# Symmetries on sets of strings

My question is a reference request about symmetries on sets of strings. I'm not a mathematician, so the terminology I use below is probably very non-standard. My apologies.

Terminology. Let $[n] = \{0, 1, ..., n-1\}$. A permutation of a string $\sigma = (s_0, ..., s_{n-1})$ over an alphabet $\Sigma$ is a permutation of $[n]$. We write $p\; \sigma$ for the string obtained from $\sigma$ using $p$, i.e. $p\; \sigma = (s_{p\; 0}, ..., s_{p\; (n-1)})$ Let's call such a permutation $p$ with $p\ \sigma = \sigma$ a symmetry. We call a permutation that only exchanges $i$ and $j$, leaving everything else fixed, a flip and write flips as $(i, j)$. For example

$$(2,4)\; hello = heoll$$

Clearly, we can reconstruct any permutation on strings as the composition of some flips. Let's call a flip a flip-symmetry if it is a symmetry and non-trivial, ie. not $(i, i)$. We call a set $B$ of flip-symmetries of a fixed string $s$ a basis if any (flip-)symmetry of $s$ can be build up from $B$. We can use the basis $B$ to specify a group (maybe we should call it the automorphism group of $\sigma$?) $G$ by it's presentation. Clearly, strings, their bases and the induced group are in one-to-one correspondence, up to injective renaming of the alphabet $\Sigma$.

Problem. What I want to do is lift this treatment from strings to sets of equal-length strings. Let me give an example. Consider the set $S$, consisting of the following strings:

• $ababbc$ with basis $(0,2), (1, 3), (3, 4)$.

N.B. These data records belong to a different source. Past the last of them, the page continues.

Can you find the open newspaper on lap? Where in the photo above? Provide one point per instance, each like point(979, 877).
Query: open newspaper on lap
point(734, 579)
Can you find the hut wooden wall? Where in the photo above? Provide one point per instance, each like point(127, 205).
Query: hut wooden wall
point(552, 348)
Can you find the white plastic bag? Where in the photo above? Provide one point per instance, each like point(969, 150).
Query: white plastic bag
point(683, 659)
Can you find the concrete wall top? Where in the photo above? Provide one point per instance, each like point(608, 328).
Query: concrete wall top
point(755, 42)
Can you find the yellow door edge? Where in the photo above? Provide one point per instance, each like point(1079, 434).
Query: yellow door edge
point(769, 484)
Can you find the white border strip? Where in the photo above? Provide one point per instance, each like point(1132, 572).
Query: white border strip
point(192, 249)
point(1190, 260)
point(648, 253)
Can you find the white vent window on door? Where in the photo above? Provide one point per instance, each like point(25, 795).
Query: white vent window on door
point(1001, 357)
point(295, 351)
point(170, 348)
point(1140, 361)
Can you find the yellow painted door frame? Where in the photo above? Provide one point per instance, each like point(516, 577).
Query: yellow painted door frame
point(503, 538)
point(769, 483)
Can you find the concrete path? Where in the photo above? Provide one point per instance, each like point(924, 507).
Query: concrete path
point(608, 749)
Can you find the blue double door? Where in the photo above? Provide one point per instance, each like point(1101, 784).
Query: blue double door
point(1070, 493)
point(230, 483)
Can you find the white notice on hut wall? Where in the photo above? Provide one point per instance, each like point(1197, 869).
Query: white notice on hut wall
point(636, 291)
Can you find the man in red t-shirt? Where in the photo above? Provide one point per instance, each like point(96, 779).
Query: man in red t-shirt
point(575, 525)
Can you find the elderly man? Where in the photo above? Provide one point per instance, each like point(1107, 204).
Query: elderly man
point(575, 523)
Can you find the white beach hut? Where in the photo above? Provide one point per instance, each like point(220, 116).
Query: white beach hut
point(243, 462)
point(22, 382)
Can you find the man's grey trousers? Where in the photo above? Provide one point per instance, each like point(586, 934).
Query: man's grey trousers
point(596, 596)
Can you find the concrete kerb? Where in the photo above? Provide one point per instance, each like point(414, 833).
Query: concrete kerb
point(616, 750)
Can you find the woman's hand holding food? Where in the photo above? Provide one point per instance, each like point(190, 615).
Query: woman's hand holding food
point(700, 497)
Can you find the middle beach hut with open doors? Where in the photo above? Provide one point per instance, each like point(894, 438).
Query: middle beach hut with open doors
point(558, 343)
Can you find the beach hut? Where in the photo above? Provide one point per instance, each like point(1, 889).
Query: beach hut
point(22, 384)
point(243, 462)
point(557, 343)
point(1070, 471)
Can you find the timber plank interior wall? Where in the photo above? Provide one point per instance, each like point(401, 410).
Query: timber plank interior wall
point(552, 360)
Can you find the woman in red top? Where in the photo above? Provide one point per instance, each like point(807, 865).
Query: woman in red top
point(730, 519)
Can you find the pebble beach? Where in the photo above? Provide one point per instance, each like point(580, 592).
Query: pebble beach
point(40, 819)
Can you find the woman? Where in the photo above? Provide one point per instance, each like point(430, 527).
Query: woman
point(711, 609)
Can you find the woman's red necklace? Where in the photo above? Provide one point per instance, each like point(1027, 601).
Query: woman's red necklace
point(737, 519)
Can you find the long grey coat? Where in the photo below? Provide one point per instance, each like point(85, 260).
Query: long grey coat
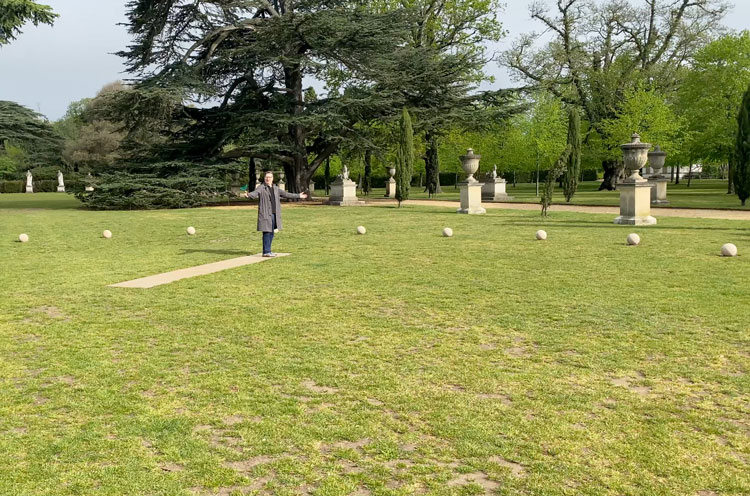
point(263, 194)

• $abcbba$ with basis $(0,5), (1, 3), (3, 4)$.

• $cbabba$ with basis $(2,5), (1, 3), (3, 4)$.

The obvious definition of symmetry for such a set is to say a permutation $p : [6] \rightarrow [6]$ is a permutation of $S$ provided $s \in S$ implies $p\; s \in S$. We can extend the concept of flip, basis etc to sets of strings. If we make this choice, the only non-trivial flips of $S$ are

$$(0, 2) \quad (0, 5) \quad (2, 5)$$

But now we have lost a lot of information: we can no longer recover $S$ from such flips. That's because these flips ignore that the symmetries of the members of $S$ are systematically related: From the basis $(0,2), (1, 3), (3, 4)$ of $ababbc$ and the flip $(0, 5)$ of $S$, I can obtain the basis $(0,5), (1, 3), (3, 4)$ of $abcbba$ and so forth. This can be written as a commutative diagram, for example like so:

$$\begin{array}{rcl} ababbc & \stackrel{25}{\longrightarrow} & abcbba \\ \downarrow _{05} & & \downarrow _{02} \\ cbabba & \stackrel{25}{\longrightarrow} & cbabba \\ \end{array}$$

Sorry for the poor type-setting.

It seems to be the case that the non-trivial flips $(0, 2), (0, 5), (2, 5)$ of $S$ somehow permute the bases of the underlying strings: we have permutations of $S$ working on permutations of the members of $S$. Let's call this phenomenon higher-order permutations on strings. They crop up in my work all the time.

Question. I wonder what the right framework is to think about higher-order permutations on strings. I'm sure they have been thoroughly investigated already. What terms should I google for? Googling "strings" or "symmetries" always leads to physics. I'm particularly interested in the kinds of groups and geometric objects such higher-order symmetries induce.

This idea has indeed been studied extensively. You are basically talking about what is usually called the group action of a group $G$ on a set $S$, and that's probably the missing google term you want.
What you are calling a "flip" is usually called a transposition; and you have $G$ as the group generated by (in your terms, 'can be built up from') all transpositions $(i,j)$ for $i,j \in [n]$ (the "trivial" transpositions of the form $(i,i)$ are identical and are typically denoted as the identity element $e$).
What you are calling a "basis of $s$" for $s \in S$ is any set of transpositions which generate what is called the stabilizer of $s$ in $G$ defined as $G_s = \{g \in G : g(s) = s\}$. Note that more than one of your 'basis' sets can generate the same of $G_s$; e.g. $(0,2)(1,3)(3,4)$ is the same as $(0,2)(1,3)(1,4)$; so usually we are more interested in the properties of $G_s$ than which set of transpositions generated it.